Berlin's historic stadium taken apart to host final (AP) Updated: 2006-06-08 11:36 Olympic Stadium is the most
famous of the 12 stadiums which will be used at the World Cup, a place legendary
in sports for the 1936 Olympics where Jesse Owens stole the show from the Nazis.
Some 100,000 spectators cheered wildly at those games as the black American
won four gold medals to make a mockery of Nazi claims of Aryan supremacy, with
an infuriated Adolf Hitler refusing to enter the stadium when Owens competed.
But in the decades that followed, the place was half forgotten and rusting.
"It was dirty and pieces of cement were breaking off. I was at the 1995
German Cup final, and I told my son, 'I'm not going inside that stadium _ it's
too dangerous,"' said Peter von Loebbecker, the stadium's business manager.

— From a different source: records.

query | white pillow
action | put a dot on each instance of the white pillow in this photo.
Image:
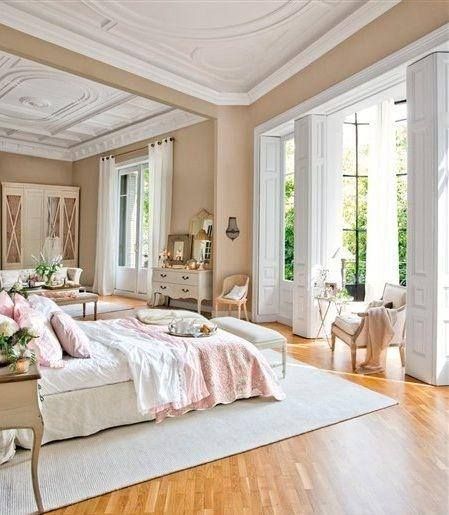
(44, 305)
(237, 293)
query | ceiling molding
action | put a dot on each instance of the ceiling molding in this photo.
(36, 26)
(16, 146)
(353, 23)
(161, 124)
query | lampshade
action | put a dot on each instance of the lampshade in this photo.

That changed when Germany won the right to host the World Cup and the federal
and state government poured euro242 million (US$310 million) into renovating the
arena to host matches, including the July 9 final of soccer's showcase event,
expected to be televised to more than a billion people.
Olympic Stadium has been rebuilt under strict landmark preservation laws _
with the stones taken out one by one and cleaned before being set back in place.
But it features a modern roof with built-in floodlights and Europe's biggest
video screen.
"The unique thing in this stadium is the history has been kept, but now
inside it is a modern arena," stadium spokesman Hans-Georg Felder said. "Anybody
can build a modern arena, but there aren't many like this anymore."
Rows of bank seating have been ripped out and replaced with seats, reducing
the number of spectators to 74,000. During World Cup matches, that capacity will
drop below 70,000 because of the space needed for the media.